The Hawaii National Guard has warned of mandatory evacuations if more roads become blocked.

But officials went house-to-house in the area to urge more residents to flee, Ms Snyder said, though no head count of the new evacuation was available early on Sunday.

They also warned of laze, clouds of hydrochloric acid and steam embedded with fine glass particles formed when hot lava hits ocean water.

For weeks, geologists have warned that hotter, fresher magma from Kilauea’s summit would run underground and emerge some 40 kilometres east in the lower Puna district, where older, cooler lava has already destroyed 44 homes and other structures.

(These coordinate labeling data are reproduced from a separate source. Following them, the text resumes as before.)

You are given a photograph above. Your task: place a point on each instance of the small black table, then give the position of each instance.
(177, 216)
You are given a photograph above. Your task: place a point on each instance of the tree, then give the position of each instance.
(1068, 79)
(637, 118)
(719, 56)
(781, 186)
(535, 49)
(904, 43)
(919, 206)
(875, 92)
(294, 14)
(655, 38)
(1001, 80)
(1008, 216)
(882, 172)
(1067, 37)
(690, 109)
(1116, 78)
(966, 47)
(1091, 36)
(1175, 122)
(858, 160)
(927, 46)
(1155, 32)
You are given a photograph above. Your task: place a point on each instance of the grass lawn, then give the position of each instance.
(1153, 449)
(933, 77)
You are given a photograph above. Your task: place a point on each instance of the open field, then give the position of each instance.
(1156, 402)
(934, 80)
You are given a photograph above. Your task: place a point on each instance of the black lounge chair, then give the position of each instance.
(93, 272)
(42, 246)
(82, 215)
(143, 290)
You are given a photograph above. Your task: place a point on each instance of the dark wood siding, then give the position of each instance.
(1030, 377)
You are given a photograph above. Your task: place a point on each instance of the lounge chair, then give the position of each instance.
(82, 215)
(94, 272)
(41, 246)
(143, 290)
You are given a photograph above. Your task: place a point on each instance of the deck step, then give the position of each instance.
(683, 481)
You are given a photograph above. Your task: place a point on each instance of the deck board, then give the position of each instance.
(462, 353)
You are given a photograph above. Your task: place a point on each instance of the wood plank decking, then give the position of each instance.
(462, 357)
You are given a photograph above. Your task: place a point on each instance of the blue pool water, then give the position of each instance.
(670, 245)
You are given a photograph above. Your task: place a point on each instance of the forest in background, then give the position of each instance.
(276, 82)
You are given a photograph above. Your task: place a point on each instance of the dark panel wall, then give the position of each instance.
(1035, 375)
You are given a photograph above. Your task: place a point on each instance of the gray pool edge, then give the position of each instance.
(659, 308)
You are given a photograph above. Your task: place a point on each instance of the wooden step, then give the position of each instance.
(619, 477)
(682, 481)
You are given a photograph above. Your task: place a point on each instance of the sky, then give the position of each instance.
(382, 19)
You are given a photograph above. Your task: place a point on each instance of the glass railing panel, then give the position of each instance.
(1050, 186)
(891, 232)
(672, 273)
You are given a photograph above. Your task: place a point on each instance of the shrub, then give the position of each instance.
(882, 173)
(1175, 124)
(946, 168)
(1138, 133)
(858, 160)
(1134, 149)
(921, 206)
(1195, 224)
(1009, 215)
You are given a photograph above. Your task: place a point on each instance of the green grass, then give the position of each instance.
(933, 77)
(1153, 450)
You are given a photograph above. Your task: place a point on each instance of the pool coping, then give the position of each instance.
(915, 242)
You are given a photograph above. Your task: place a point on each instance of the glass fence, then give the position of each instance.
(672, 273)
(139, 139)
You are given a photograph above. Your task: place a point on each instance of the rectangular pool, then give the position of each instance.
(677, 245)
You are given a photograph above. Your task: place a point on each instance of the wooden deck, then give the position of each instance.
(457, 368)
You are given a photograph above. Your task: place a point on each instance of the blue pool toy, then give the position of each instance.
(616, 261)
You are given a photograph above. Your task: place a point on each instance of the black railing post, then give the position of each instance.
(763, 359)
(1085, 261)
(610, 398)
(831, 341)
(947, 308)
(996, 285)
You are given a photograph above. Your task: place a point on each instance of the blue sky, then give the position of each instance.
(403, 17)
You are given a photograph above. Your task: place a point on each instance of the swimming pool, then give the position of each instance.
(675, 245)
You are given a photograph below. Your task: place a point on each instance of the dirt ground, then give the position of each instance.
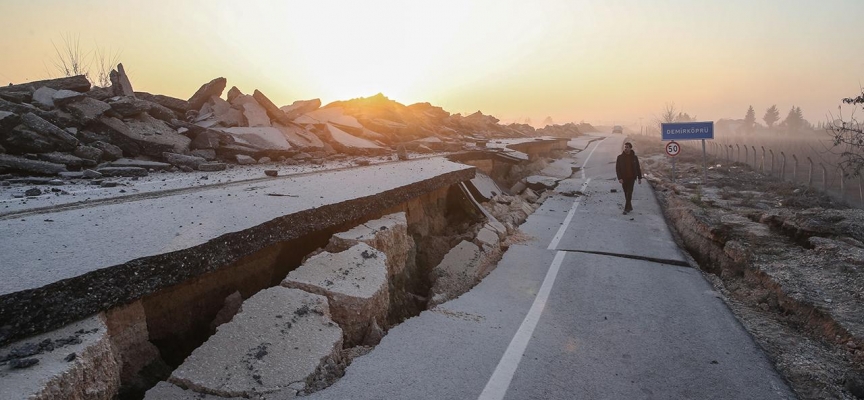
(788, 260)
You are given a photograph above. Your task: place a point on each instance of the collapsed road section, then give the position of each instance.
(123, 292)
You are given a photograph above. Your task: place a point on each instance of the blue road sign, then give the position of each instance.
(687, 130)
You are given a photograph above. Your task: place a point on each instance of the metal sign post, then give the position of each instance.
(690, 131)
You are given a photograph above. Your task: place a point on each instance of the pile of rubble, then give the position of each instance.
(53, 127)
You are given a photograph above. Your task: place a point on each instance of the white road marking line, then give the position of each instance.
(498, 384)
(563, 228)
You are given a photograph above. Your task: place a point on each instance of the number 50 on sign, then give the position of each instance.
(673, 149)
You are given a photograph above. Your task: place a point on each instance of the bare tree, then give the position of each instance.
(70, 59)
(848, 138)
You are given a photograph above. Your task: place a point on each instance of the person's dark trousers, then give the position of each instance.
(628, 193)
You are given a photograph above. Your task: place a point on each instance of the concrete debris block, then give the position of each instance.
(92, 373)
(272, 111)
(127, 331)
(181, 160)
(355, 281)
(110, 152)
(145, 135)
(388, 234)
(120, 84)
(349, 144)
(77, 83)
(487, 237)
(255, 114)
(261, 138)
(245, 160)
(88, 153)
(44, 97)
(207, 154)
(301, 107)
(171, 103)
(233, 93)
(66, 159)
(61, 98)
(300, 138)
(87, 109)
(20, 164)
(456, 274)
(122, 171)
(39, 125)
(128, 162)
(282, 336)
(330, 115)
(540, 182)
(128, 106)
(232, 305)
(207, 90)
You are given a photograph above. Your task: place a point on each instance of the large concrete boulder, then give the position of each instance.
(144, 135)
(272, 111)
(207, 90)
(120, 84)
(76, 362)
(355, 282)
(347, 143)
(263, 138)
(301, 107)
(281, 338)
(300, 138)
(388, 234)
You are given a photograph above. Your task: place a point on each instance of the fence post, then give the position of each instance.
(772, 161)
(795, 171)
(824, 178)
(783, 166)
(842, 183)
(762, 161)
(754, 156)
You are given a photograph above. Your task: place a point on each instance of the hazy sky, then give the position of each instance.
(594, 60)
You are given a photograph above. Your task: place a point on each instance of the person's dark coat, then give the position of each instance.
(627, 166)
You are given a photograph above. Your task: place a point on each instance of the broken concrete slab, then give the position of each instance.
(301, 107)
(87, 109)
(388, 234)
(330, 115)
(144, 135)
(120, 84)
(76, 361)
(272, 111)
(456, 273)
(122, 171)
(181, 160)
(39, 125)
(132, 163)
(300, 138)
(355, 281)
(44, 97)
(539, 182)
(207, 90)
(20, 164)
(78, 83)
(281, 337)
(349, 144)
(262, 138)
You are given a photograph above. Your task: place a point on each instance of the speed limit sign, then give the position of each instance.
(672, 149)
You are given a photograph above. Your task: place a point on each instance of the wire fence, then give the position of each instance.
(807, 160)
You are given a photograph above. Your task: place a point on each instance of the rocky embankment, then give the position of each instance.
(69, 129)
(789, 260)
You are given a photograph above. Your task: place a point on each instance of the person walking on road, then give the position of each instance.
(628, 171)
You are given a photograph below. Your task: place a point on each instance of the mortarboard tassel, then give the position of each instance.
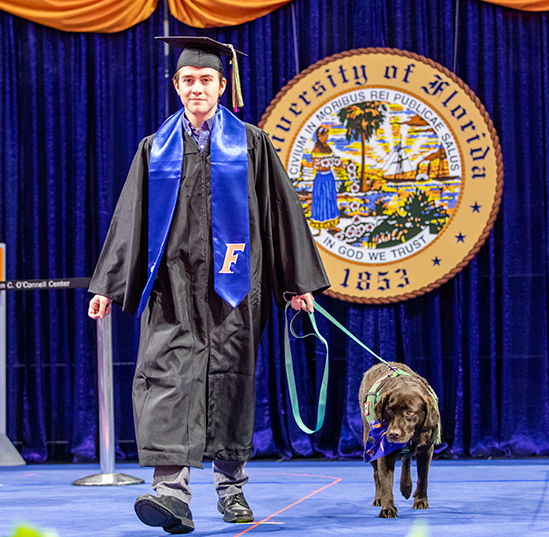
(238, 102)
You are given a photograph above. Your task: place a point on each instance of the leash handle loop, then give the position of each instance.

Brittany Kimball watches as lava erupts from from a fissure near Pahoa, Hawaii, Saturday, May 19, 2018. AP Photo/Jae C. Hong
Brittany Kimball watches as lava erupts from from a fissure near Pahoa, Hawaii, Saturday, May 19, 2018. AP Photo/Jae C. Hong

“Summit magma has arrived,” US Geological Survey scientist Wendy Stovall said on a conference call with reporters.

“There is much more stuff coming out of the ground and it’s going to produce flows that will move much further away.”

Fountains of bright orange lava were seen spouting at least 20-feet high, and spewing rivers of molten rock on Saturday.

Carolyn Pearcheta, operational geologist at the Hawaii Volcano Authority, told reporters hotter and more viscous lava could be on the way, with fountains spurting as high as 600 feet, as seen in a 1955 eruption.

“We’ve seen the clearing out of the system,” she said.

“We call that the ‘throat clearing’ phase”.